Le opere fotografiche dovrebbero essere mantenute ad una temperatura più bassa possibile e costantemente monitorata (18° circa) e l’umidità relativa dovrebbe stare in un range del 35-40 % . Inoltre dovrebbe essere controllata l’esposizione alla luce, alle radiazioni dei raggi UV, agli agenti atmosferici, all’inquinamento dovute a particelle sospese nell’aria. In particolare le stampe e i negativi in bianco e nero dovrebbero essere conservati ad una temperatura sotto ai 18° e l’umidità relativa (UR%) attorno al 30-40%, mentre i materiali a colori dovrebbero essere conservati in ambienti a bassa temperatura (sotto i 2° e 30-40% di UR) per assicurarne la durata nel tempo.

I negativi su supporto di vetro dovrebbero essere conservati singolarmente in buste di carta acid-free e collocati verticalmente per il lato lungo in schedari adeguatamente protetti o scatole robuste rivestite con un cartone separatore ogni cinque negativi. I negativi su pellicola possono essere conservati in contenitori di carta o poliestere. Essi possono in seguito essere collocati in scatole o in cartelle sospese in schedari.
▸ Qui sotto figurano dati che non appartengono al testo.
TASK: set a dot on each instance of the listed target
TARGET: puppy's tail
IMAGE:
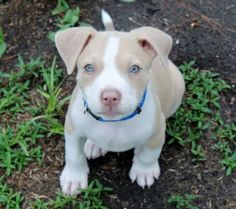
(107, 21)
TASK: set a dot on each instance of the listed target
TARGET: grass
(18, 135)
(182, 202)
(90, 199)
(200, 113)
(31, 112)
(8, 198)
(68, 17)
(3, 45)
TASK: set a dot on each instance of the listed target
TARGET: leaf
(61, 7)
(51, 36)
(3, 45)
(128, 1)
(70, 19)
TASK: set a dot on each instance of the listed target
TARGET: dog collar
(137, 111)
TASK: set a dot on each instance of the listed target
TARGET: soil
(202, 30)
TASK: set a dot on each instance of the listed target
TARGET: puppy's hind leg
(75, 173)
(145, 168)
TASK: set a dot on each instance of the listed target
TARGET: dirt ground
(202, 30)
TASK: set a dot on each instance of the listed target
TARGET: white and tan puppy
(126, 89)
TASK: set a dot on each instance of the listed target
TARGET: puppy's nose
(110, 97)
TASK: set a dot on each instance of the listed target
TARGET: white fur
(75, 173)
(145, 168)
(106, 18)
(118, 136)
(92, 151)
(111, 78)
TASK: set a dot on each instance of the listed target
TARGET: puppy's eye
(134, 69)
(89, 68)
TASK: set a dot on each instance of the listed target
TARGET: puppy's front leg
(75, 173)
(145, 168)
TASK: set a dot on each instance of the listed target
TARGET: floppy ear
(154, 42)
(71, 42)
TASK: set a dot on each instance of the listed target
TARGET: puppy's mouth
(111, 113)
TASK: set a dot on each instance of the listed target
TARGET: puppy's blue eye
(89, 68)
(134, 69)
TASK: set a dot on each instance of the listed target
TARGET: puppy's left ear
(155, 42)
(71, 42)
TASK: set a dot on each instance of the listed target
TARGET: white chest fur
(115, 136)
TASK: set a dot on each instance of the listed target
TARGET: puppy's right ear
(71, 42)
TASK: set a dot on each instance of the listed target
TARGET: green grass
(90, 198)
(182, 202)
(68, 17)
(8, 198)
(30, 112)
(3, 45)
(18, 135)
(197, 114)
(31, 108)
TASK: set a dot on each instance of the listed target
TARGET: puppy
(126, 89)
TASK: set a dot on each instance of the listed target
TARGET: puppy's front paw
(145, 175)
(92, 151)
(72, 180)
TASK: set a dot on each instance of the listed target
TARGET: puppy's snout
(110, 97)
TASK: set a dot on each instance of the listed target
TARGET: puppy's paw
(145, 175)
(72, 180)
(92, 151)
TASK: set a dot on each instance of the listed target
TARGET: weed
(182, 202)
(51, 92)
(90, 198)
(61, 7)
(69, 19)
(3, 45)
(197, 113)
(9, 199)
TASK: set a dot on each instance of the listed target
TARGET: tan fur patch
(92, 54)
(131, 53)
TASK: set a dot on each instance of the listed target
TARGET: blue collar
(131, 115)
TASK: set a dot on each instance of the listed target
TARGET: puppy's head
(113, 67)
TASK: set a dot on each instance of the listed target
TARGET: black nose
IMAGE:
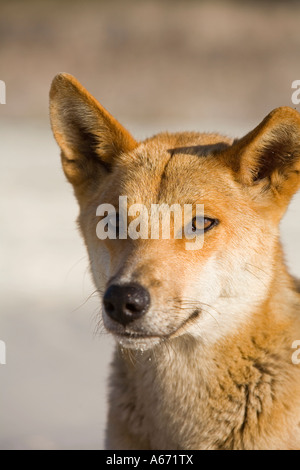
(126, 303)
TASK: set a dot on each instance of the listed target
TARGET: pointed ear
(268, 158)
(89, 137)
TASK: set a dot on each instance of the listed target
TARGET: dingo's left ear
(89, 137)
(268, 158)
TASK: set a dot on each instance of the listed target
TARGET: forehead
(174, 168)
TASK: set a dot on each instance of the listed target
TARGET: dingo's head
(155, 289)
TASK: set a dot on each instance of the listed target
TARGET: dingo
(204, 337)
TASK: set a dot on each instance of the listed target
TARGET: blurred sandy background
(155, 65)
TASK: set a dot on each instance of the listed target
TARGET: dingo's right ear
(89, 137)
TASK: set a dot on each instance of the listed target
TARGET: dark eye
(203, 224)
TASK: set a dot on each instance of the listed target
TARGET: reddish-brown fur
(210, 365)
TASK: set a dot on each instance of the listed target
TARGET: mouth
(136, 340)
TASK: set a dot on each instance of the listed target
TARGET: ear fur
(89, 137)
(269, 157)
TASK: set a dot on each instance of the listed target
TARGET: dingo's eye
(202, 224)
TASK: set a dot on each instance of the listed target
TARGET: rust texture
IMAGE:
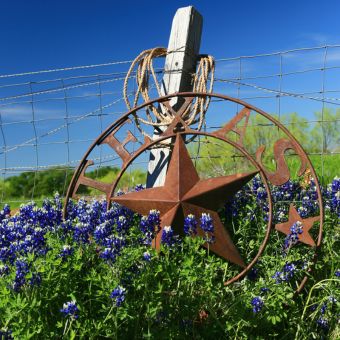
(184, 192)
Per incorniciare le fotografie la scelta ideale è il passe-partout, sempre acid free, una cartella in cartoncino dove una finestra inquadra l’originale fissato al cartone di supporto tramite cerniere in carta giapponese o angoli. Deve essere eseguito su misura con materiali (cartone, adesivi, angoli o cerniere) conservativamente idonei e può essere più o meno spesso a seconda che sia confezionato per l’archiviazione (più sottile) o per l’esposizione (più spesso). Il passe-partout consente di sostenere e di visionare l’opera senza alcun maneggiamento, anche in caso di trasporto o spedizione, e valorizza meglio la fotografia con l’inconveniente però di occupare sicuramente più spazio di una busta.